La Migliore Delle Feste prevede un buffet a base di acido e urla, bagnato da calici di graffi strumentali. Perché agli Isa Roseid, prima di tutto, interessa ricoprire l’ascoltatore di sano odio distorto: quindi, se cercate questo, rimarrete decisamente soddisfatti.
Un basso, una batteria e una voce: al trio di Jesi non serve altro per mettere in atto l’assalto sonico che ha in mente. Una miscela distruttiva di noise rock e post-hardcore; una voce che salta dallo screamo al punk più sporco.
Un manifesto personale e sentito contro il consumismo, contro la perdita dei valori e contro l’omologazione forzata dettata dalla banalità dei media.
Aprendo il disco, l’occhio cade dritto sulla scritta “Odiate i padroni, sempre“: e il gruppo odia. Lo fa attuando una protesta rumorosa fatta di liriche che squarciano le corde vocali e strumentali che bruciano i timpani (Falce e Bordello) di quanti più ascoltatori possibili. Quelli abituati a questo tipo di sonorità, certo, ma anche – se non soprattutto – quelli con l’orecchio poco allenato.
Inizi psych/post che procedono lenti fino all’esplosione: in Delle Ripe il gruppo dimostra che quando si incazza, lo fa in maniera coesa, tutti insieme violentemente. Ogni affermazione è un pugno in pieno petto, ogni nota del basso è un graffio sulla pelle, ogni pestata di batteria è una martellata alle tempie. Le frasi che compongono i vari brani suonano come slogan, come manifesti incollati lì da una vita che in meno di niente diventano convinzioni e verità. La Gioventù Attacca passando dall’alternative al noise punk più convincente. L’Intermezzo lascia un po’ di respiro allo strumentale e ci si trova a vagare in un episodio psichedelico, ma C. Stantana In The Octopus’ Den distrugge tutto a basi di colpi ferocissimi di noisecore. Pochi secondi, ma tutti da ricordare, tra noise, hardcore e screamo. Come detto prima, alla band non serve altro per risultare validi.

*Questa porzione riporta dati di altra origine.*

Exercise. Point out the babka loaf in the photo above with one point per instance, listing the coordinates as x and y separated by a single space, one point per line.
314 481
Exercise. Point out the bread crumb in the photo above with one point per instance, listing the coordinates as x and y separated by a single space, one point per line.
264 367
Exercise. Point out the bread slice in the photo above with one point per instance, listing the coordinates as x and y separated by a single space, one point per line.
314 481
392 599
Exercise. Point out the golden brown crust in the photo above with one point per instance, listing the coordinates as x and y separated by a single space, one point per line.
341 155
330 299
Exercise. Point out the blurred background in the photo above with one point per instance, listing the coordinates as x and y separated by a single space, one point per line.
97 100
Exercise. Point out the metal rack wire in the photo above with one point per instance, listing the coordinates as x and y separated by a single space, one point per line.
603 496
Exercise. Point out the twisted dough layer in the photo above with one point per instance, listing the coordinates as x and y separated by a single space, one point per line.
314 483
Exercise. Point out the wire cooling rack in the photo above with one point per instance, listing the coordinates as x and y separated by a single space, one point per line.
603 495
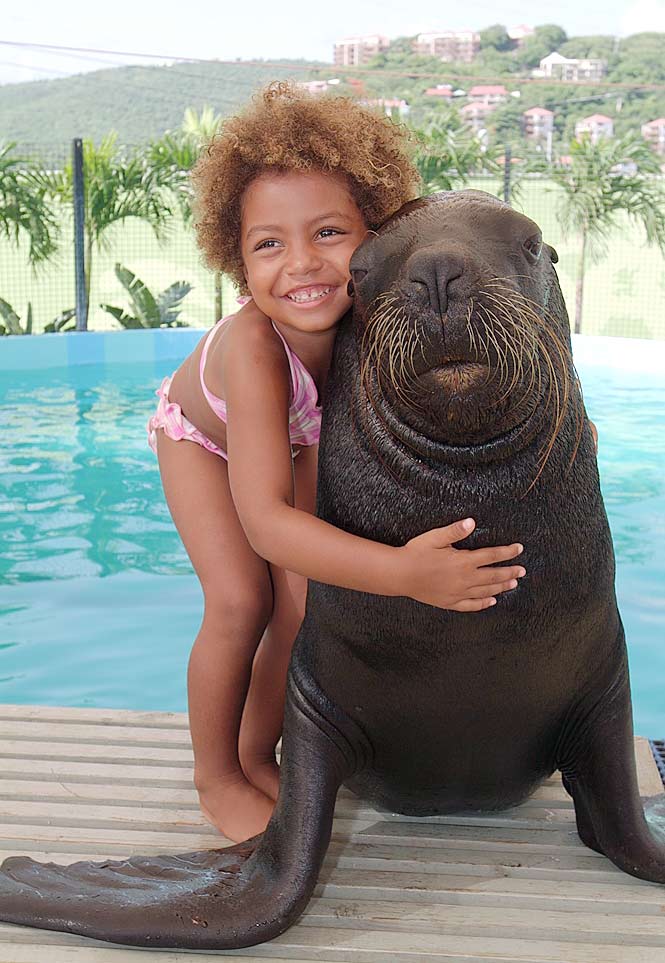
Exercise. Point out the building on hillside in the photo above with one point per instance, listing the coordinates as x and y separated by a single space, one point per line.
520 33
557 67
460 45
537 123
654 132
490 95
355 51
596 126
391 106
444 91
319 86
476 113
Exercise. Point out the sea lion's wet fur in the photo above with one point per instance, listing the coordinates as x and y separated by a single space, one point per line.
460 399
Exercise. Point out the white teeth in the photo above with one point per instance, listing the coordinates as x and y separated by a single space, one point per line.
302 296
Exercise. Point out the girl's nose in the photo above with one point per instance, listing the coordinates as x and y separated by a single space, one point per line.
303 259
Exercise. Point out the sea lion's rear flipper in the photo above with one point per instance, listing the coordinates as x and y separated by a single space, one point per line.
598 766
221 899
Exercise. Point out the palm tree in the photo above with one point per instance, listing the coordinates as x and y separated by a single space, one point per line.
174 155
605 180
449 152
24 206
117 185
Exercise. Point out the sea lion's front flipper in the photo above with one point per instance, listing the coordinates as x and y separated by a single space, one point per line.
598 765
221 899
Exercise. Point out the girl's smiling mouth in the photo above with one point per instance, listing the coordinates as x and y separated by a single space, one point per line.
312 294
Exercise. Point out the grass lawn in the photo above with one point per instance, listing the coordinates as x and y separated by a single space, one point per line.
624 290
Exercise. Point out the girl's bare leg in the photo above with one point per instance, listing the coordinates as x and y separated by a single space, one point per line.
263 715
238 602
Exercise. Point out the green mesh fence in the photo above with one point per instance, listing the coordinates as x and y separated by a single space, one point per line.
624 287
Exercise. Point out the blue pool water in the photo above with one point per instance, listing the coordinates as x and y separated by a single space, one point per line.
98 604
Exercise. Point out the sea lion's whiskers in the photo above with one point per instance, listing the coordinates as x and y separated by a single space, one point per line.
509 345
521 314
485 315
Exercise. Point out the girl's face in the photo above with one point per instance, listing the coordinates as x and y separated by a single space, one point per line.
298 232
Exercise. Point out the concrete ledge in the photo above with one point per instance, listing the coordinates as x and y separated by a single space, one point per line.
20 353
173 344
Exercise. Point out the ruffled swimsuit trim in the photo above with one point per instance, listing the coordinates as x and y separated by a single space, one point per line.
304 412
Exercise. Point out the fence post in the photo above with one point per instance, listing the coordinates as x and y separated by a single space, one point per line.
79 234
506 173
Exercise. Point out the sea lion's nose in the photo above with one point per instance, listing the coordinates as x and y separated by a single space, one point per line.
429 273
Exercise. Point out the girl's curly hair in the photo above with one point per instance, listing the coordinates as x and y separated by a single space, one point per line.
284 128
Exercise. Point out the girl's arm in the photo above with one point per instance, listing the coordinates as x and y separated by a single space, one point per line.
257 381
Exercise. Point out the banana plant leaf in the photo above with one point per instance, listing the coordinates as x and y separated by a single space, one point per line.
143 302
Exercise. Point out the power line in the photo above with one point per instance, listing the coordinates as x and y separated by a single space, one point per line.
412 74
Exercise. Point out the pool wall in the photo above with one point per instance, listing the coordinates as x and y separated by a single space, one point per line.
113 347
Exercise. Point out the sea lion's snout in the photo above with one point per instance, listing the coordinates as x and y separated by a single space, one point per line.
431 276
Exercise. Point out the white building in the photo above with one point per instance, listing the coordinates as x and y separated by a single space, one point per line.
596 126
318 86
391 106
355 51
461 45
444 91
538 123
557 67
489 94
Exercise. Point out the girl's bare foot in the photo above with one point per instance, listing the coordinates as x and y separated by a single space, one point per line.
264 775
236 808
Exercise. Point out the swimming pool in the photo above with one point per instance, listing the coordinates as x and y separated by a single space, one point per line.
98 604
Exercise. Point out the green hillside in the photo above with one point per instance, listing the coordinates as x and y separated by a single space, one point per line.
138 102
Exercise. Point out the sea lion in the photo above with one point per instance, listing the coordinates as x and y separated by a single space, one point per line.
452 393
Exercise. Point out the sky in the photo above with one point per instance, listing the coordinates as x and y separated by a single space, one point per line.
270 29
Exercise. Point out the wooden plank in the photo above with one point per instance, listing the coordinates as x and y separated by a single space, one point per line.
99 735
353 945
512 886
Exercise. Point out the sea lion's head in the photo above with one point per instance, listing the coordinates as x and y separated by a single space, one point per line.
465 338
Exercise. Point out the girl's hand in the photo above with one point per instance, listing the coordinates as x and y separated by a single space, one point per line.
457 579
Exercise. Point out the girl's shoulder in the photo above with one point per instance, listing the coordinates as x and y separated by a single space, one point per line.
247 342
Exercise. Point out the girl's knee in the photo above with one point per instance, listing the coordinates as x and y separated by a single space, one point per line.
237 611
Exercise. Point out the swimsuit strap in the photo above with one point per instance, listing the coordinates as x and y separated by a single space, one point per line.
218 405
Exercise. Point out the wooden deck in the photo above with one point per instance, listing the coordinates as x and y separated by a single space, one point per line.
517 886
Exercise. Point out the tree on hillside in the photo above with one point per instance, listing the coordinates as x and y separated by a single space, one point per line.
600 47
641 58
544 40
117 186
497 37
174 155
24 206
604 181
449 152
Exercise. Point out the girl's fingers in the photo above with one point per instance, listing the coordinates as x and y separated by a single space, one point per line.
473 605
489 556
502 573
484 591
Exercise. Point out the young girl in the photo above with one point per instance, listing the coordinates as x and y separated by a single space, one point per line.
285 194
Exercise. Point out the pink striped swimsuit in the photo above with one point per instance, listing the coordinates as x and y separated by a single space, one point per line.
304 413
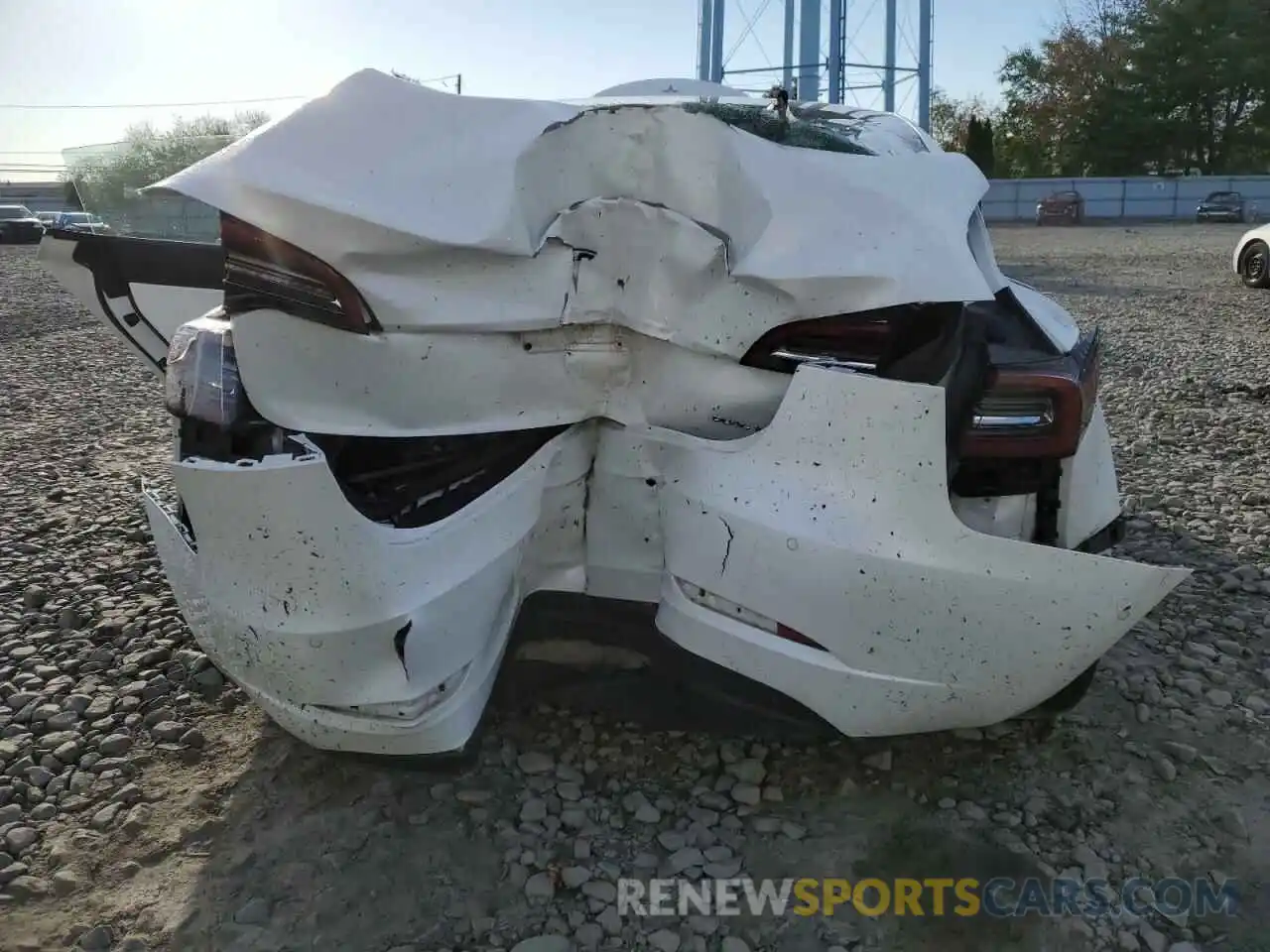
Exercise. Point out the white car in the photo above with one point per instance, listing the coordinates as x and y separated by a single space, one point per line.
1251 259
758 372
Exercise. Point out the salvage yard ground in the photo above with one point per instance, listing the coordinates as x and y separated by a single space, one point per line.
157 810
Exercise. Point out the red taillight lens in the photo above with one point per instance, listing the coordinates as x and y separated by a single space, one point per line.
851 341
1037 409
1038 412
262 271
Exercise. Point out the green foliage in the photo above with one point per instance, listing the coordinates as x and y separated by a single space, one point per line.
1133 86
979 145
148 157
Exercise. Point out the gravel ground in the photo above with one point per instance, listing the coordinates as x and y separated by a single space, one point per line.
145 806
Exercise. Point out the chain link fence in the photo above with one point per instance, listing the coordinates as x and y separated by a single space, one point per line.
1143 198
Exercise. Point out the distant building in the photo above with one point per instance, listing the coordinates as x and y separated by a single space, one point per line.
39 195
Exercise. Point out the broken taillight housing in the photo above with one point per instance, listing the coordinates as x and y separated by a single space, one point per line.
200 377
1035 409
1038 412
264 272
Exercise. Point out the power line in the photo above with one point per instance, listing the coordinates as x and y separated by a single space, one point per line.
190 105
149 105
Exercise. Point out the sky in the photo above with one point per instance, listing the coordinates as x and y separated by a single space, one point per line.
137 53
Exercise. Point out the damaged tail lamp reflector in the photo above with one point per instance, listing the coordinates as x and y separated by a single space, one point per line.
707 599
200 376
266 272
1037 411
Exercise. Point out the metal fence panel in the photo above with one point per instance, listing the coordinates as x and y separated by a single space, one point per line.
1142 198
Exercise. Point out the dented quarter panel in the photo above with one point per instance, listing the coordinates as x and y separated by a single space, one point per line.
838 526
717 236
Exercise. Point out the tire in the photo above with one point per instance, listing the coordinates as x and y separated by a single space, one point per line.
1255 266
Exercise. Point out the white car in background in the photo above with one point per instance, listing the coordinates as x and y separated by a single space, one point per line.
1251 259
756 371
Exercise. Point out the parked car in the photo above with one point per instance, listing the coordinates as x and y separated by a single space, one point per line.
80 221
18 225
540 358
1251 261
1061 206
1225 206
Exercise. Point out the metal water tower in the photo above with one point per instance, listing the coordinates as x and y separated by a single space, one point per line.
811 66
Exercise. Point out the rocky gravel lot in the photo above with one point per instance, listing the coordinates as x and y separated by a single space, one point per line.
144 805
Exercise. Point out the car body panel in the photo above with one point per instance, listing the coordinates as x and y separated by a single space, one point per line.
1225 206
1061 204
140 289
835 525
499 172
19 223
602 271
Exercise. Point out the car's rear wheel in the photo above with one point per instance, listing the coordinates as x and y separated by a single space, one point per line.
1255 266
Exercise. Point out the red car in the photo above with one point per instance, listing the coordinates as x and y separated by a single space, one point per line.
1061 206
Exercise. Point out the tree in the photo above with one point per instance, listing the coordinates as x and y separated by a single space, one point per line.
951 118
1202 71
1128 86
148 155
979 145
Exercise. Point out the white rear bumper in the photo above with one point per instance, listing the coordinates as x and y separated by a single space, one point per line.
834 521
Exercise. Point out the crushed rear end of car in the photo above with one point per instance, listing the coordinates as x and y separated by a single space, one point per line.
613 349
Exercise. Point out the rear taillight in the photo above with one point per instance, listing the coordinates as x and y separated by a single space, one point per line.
847 341
262 271
1037 409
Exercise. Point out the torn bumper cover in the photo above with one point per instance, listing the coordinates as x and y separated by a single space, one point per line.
358 636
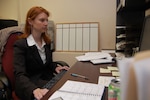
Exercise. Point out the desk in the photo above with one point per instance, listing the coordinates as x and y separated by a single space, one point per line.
82 68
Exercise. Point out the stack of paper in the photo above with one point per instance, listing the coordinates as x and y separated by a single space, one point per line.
96 57
74 90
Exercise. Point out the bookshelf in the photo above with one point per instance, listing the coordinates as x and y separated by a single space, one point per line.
129 22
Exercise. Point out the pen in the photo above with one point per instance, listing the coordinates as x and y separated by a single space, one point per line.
77 75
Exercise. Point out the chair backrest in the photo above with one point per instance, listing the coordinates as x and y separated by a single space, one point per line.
7 58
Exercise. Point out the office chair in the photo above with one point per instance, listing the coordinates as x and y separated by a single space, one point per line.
6 57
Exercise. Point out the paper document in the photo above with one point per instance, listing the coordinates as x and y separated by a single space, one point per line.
74 90
93 55
105 80
103 70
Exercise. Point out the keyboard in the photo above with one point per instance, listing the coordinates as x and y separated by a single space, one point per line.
54 80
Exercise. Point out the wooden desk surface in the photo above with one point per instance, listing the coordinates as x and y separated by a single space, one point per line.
83 68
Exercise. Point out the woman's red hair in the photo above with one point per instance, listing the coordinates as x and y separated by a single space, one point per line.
32 14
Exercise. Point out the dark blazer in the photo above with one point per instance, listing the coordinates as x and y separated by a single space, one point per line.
30 72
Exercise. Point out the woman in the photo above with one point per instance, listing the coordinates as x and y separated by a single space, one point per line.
33 66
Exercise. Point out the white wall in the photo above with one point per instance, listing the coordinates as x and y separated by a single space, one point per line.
102 11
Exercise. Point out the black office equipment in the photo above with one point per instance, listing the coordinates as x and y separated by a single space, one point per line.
145 35
54 80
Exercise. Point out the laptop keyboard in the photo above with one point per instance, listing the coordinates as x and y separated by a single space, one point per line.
54 80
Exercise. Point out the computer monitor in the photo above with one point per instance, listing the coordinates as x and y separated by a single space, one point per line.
145 35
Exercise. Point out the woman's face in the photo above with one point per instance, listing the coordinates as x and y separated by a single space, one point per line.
39 24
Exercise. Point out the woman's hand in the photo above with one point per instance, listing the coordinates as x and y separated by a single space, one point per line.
39 93
59 68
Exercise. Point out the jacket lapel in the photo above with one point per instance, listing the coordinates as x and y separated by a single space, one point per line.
36 55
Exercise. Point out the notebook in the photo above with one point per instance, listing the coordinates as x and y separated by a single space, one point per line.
75 90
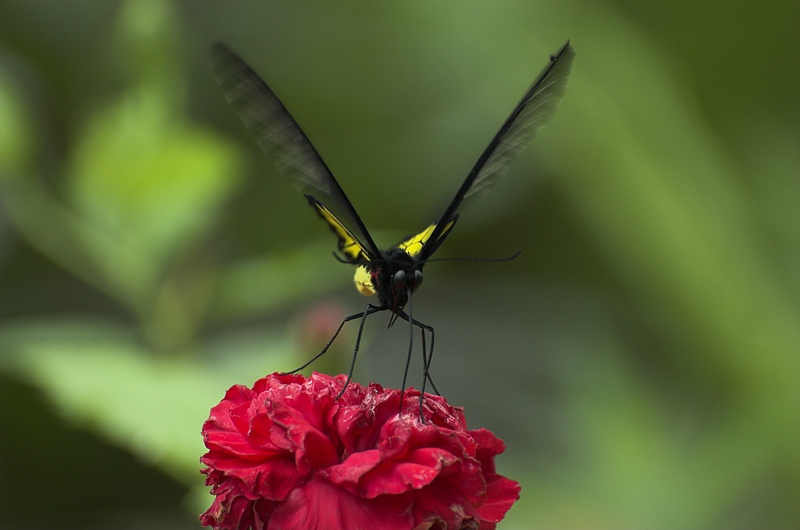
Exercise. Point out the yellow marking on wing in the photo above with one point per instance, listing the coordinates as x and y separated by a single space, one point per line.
348 244
413 245
363 281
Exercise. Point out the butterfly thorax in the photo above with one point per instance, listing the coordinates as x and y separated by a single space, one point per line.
394 276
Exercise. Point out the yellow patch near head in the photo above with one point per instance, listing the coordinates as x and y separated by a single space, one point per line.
413 245
363 281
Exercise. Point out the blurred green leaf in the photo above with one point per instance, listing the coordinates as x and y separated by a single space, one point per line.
16 131
100 379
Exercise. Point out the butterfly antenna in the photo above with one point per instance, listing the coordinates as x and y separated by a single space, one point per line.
499 260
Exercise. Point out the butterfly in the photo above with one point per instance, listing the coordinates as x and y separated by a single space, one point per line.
394 274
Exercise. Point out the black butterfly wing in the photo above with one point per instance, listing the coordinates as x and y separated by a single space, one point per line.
533 111
276 131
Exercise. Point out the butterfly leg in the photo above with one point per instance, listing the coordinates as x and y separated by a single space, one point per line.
426 359
362 315
367 312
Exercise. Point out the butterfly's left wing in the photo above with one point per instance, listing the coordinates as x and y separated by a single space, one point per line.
532 112
276 131
349 245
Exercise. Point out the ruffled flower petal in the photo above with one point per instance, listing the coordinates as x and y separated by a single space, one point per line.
287 454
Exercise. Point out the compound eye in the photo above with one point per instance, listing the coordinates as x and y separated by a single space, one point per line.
399 279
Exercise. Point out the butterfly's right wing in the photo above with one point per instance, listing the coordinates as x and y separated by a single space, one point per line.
276 131
534 110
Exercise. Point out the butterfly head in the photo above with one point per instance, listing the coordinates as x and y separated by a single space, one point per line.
395 277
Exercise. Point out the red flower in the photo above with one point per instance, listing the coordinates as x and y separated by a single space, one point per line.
287 455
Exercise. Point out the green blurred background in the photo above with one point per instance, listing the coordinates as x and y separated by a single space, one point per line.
641 358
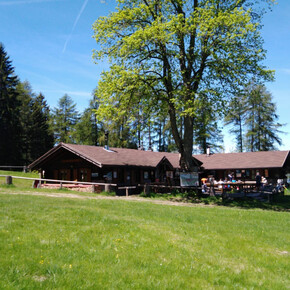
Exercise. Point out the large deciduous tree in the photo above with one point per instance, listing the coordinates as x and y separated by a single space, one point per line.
167 54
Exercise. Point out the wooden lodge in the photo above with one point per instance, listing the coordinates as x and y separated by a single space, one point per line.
126 167
115 165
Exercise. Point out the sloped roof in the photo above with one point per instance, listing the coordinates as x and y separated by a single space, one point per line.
133 157
244 160
114 156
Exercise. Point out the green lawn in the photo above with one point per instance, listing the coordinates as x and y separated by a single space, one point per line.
111 244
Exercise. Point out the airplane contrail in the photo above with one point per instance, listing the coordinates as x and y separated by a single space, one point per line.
75 24
17 2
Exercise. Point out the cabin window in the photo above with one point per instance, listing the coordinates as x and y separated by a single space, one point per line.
63 175
84 175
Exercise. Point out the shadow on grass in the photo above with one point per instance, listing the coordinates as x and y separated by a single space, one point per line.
279 203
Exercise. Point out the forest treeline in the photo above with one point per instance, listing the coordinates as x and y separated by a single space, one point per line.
29 127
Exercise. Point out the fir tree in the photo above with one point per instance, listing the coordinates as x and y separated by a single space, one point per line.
65 118
10 126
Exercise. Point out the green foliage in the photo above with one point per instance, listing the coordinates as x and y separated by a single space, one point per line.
10 126
24 127
261 120
166 55
64 120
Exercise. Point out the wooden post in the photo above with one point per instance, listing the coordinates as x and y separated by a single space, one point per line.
146 189
108 187
9 180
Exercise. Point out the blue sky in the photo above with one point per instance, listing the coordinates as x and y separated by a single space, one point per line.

Ronde trasuda di sguardi disprezzanti verso un’umanità che piano piano perde personalità e diventa tutta uguale, semplici “orde di polo e pantaloncini stretti“. Nemmeno la successiva Food Coma ha paura di accelerare, di alzare la voce. Non c’è modo migliore per combattere tutto quello che vedi e che proprio non ti va giù. Tutta la rabbia degenera nel minuto che chiude la traccia: una esplosione deflagrante di urla e distorsioni enormi.
Tutti i brani di questo disco sono in continua salita: calmi agli inizi, ma che non perdono occasione per esplodere nel finale tra distorsioni giganti e rabbia incontenibile (proprio come la finale Il Diario).
Un disco da non sottovalutare ma che – almeno per l’idea che mi sono fatto ascoltandolo – sono sicuro funzioni molto meglio dal vivo, con il gruppo libero di rilasciare l’energia, la rabbia, la forza che questo lavoro porta dentro di sé.